Der Dax kommt nach seinem Rekordhoch von 26.573 Punkten einfach nicht zur Ruhe. Seit dem vergangenen Mittwoch gab es keine neuen Höchststände, aber nennenswerte Gewinnmitnahmen blieben ebenfalls aus. Heute signalisiert der Broker IG rund eine Stunde vor dem Börsenstart ein Minus von 0,4 Prozent auf 26.239 Punkte.
Steigende Renditen belasten den Markt
Die Vorgaben aus den USA und Asien sind schlicht mau. Besonders der japanische Nikkei 225 gab nach seiner jüngsten Erholung wieder deutlicher nach. Dort warten Anleger seit Juni auf frische Rekorde.

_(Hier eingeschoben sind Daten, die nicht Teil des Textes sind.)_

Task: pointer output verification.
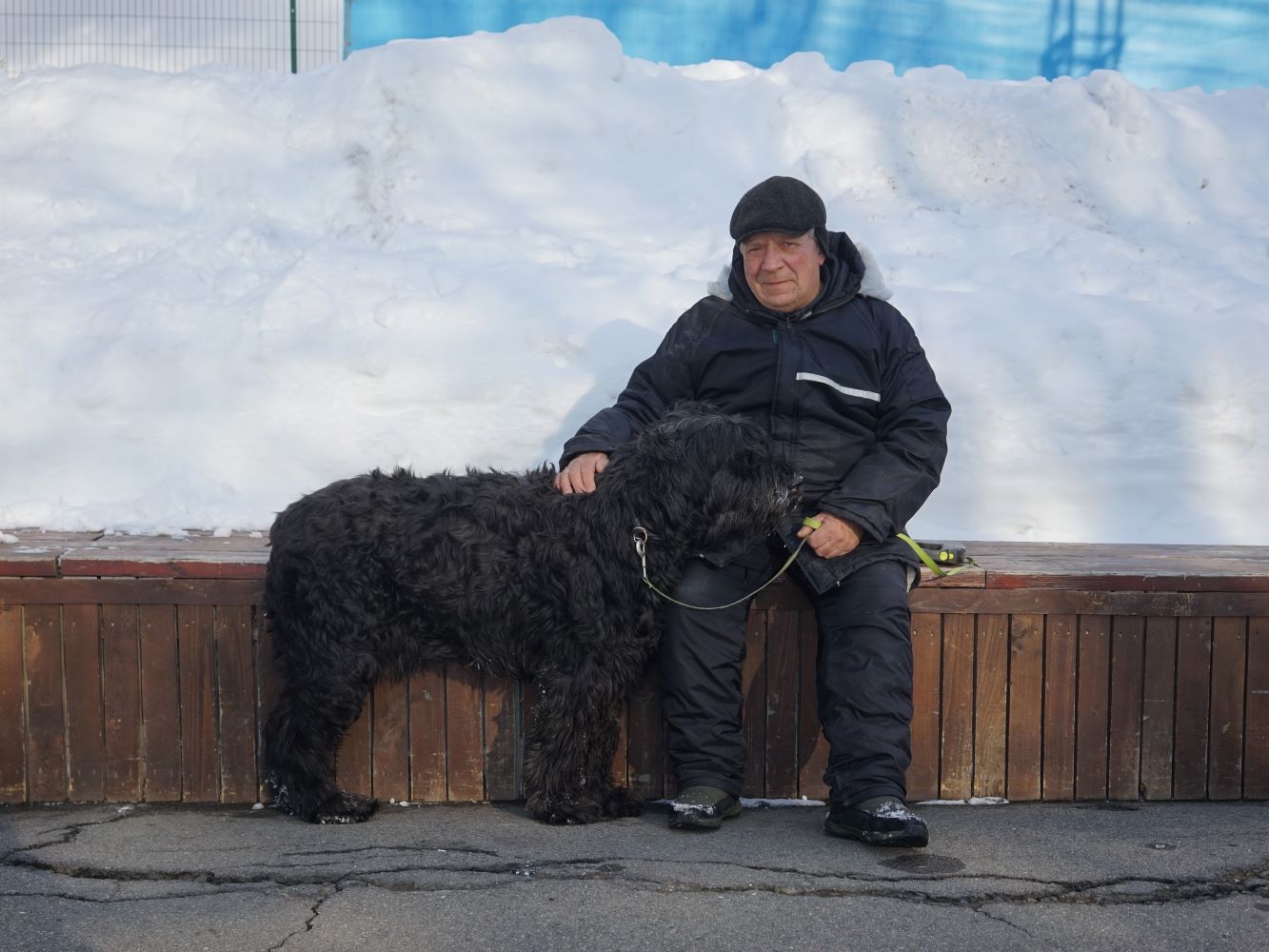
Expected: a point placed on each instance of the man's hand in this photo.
(834, 539)
(579, 475)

Dazu kommen steigende Ölpreise und kletternde Anleiherenditen, die den Markt belasten. Portfoliomanager Thomas Altmann von QC Partners hat darauf hingewiesen, dass die Renditen 10- und 30-jähriger Bundesanleihen auf neue 15-Jahres-Hochs gestiegen sind. Ähnliches gilt für Frankreich und die USA. Das verteuert die Refinanzierung von Staaten und Unternehmen gleichermaßen. Der Preis für die Öl-Sorte Brent stieg erneut deutlich über 90 US$ je Barrel, was Inflationssorgen anfacht. Eine baldige Lösung im Nahostkonflikt ist nach einem gemeldeten Angriff auf ein Schiff in der Straße von Hormus nicht in Sicht.
Hugo Boss, Einhell und Analystenurteile im Fokus
Auf Unternehmensseite ist es nach dem Ende der Berichtssaison ruhig. Aus dem MDax meldet Hugo Boss, dass die Frasers Group ihren Anteil auf knapp unter 48 Prozent erhöhen konnte. Das freiwillige Übernahmeangebot der britischen Gruppe lief am 13. August aus. Vorbörslich auf Tradegate zeigte das Boss-Papier keine Reaktion. Einhell aus dem SDax veröffentlichte detaillierte Halbjahreszahlen und bestätigte seinen Umsatzausblick fürs Gesamtjahr, das Papier zeigt sich auf Tradegate schwach.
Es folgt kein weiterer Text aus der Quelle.